A payment gateway/partner is a software/website that facilitates the smooth transfer of funds between customers and online businesses. They make online shopping and payment processing easy and secure.
In today’s time, when most business deals happen online, it’s very important to have a payment partner that can ensure the safe transfer of money.
A good payment partner should be able to:
- Verify customer payment details
- Authenticate the availability of funds in the buyer’s account
- Transfer funds to the vendor’s account
- Confirm transactions for both the customer and merchant.
Some of the popular payment gateways that businesses use are PayPal, Skrill, Stripe, and Braintree. In addition to these, major companies such as Amazon and Facebook have also started their own payment processing gateways.
Types of payment gateway
There are 3 types of payment gateways that you can use for your business.
A hosted gateway redirects your customer to a different web page where they enter their payment information. Once the transaction goes through, the customer is then sent back to your web page for the final checkout. That’s where the final order is processed.
This method is easy to implement as it doesn’t require the merchant to be PCI compliant. The merchant also doesn’t need to store any financial data. The control of the whole transaction is in the hands of a third-party payment partner. Thus, it reduces the risk of storing sensitive information on the vendor’s website. An API redirects the user to the gateway.
This method is recommended for small businesses that don’t want to deal with compliances and data security issues.
Direct Post gateway
This payment method allows the customer to transact without leaving the merchant’s website. Transaction information is collected from the customer and sent to the gateway. The merchant doesn’t store any information. All information is stored by the browser. It sends the information to the gateway for transaction approval via HPP messages through JSON string.
An API connects the payment gateway to the website. This method doesn’t require the merchant to be PCI DSS compliant since they aren’t handling financial data.
In this method, no third parties are involved in transaction processing. Instead, the merchant itself handles the payments and is responsible for storing (and securing) data and verifying transactions.
One of the major benefits of implementing this method is that the merchant controls the whole scope of payment processing and transaction. The customer doesn’t have to leave the website. This improves brand recognition and user experience. The merchant can also easily customize the payment system to cater to business needs.
However, there are some issues. This method requires the merchant to be PCI DSS compliant. They are also responsible for software maintenance. However, this method is highly beneficial for medium and large businesses that want in-house payment processing.

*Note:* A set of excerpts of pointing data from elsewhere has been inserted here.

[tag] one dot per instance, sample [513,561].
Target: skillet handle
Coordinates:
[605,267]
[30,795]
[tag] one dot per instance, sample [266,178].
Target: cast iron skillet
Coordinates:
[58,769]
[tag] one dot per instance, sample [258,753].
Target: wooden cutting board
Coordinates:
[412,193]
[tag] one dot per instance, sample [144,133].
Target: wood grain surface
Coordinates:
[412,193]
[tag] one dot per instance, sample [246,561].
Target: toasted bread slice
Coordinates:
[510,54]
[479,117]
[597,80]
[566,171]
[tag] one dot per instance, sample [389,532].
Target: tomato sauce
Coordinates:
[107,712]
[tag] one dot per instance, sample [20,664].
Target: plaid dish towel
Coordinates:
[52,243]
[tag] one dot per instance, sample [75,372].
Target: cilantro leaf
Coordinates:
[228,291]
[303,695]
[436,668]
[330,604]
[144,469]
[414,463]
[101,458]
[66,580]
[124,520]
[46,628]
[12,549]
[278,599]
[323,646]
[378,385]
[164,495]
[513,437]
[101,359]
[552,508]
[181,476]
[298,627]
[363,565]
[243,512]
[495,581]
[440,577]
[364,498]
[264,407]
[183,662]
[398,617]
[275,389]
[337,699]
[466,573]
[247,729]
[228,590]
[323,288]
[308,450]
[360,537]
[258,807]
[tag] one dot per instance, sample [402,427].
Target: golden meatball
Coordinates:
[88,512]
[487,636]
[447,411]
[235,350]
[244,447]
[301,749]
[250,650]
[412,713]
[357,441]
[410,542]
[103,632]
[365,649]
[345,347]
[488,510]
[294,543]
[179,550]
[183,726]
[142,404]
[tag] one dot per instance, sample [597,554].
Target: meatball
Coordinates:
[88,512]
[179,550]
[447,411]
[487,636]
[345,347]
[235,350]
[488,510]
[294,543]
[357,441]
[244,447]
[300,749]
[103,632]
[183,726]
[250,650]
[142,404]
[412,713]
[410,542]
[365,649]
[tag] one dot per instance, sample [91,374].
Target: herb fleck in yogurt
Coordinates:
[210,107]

Factors to keep in mind while selecting a payment partner
Choosing an appropriate payment partner for your business is essential. Since there are many options to choose from, here are a few factors to consider.
1. Gateway location
Before choosing a payment provider, you must first consider the provider’s geographical region. Is the provider licensed to operate in your country? Can your target audience access these payment providers without issues?
You also need to check the types of currencies, conversion rate, and payout frequency. Since many businesses cater to consumers worldwide, the payment provider should be able to convert money into local currency.
2. Payment method
This is also a key factor while deciding on a payment gateway. Most customers use credit and debit cards to make payments.
But the payment partner’s services shouldn’t be limited only to the popular payment methods. They should offer other modes of payments such as net banking, e-wallets, and vouchers. Also, they need to allow customers to choose a payment method based on their preference.
Cryptocurrency is also gaining popularity as a mode of payment. Make sure to check with your provider whether they accept popular crypto coins.
You should always keep in mind affordability while selecting a payment gateway. It should be cost-effective to implement and operate your payment solution. Therefore, you should always consider costs such as the purchasing fee, subscription fees, payment processing fees, and service-renewal fees before deciding on the payment partner.
Also, check if your payment partner limits the number of transactions they can process per month to avoid paying overdue fines.
You need to check on things such as transaction speed and overall experience before selecting a payment provider. It’s important to experience the whole process from a customer’s point of view. If there are any issues in the payment process, customers will bounce from the checkout page. Another thing to note is how quickly the customer service team responds to your queries when you raise an issue.
Security is an extremely important concern while selecting a payment partner. Therefore, the gateway you’re using to store financial information and process payment should be PCI-DSS compliant. It should also have features such as OTP, fraud detection, embeddable checkout, and payment screening.
A good payment partner should also take care of risk control and minimization. They should also be responsible for other aspects of payment processing, such as automatic payments, multi-platform support, and dispute handling.
To sum up
Payment partners are an important part of an online business. A good payment partner improves customer satisfaction and ensures brand loyalty. They are essential to a company’s growth and smooth operations.
It’s highly recommended that online businesses accurately survey their business requirements and find a payment gateway that suits those needs. Implementing an efficient payment gateway will result in more leads and increased business.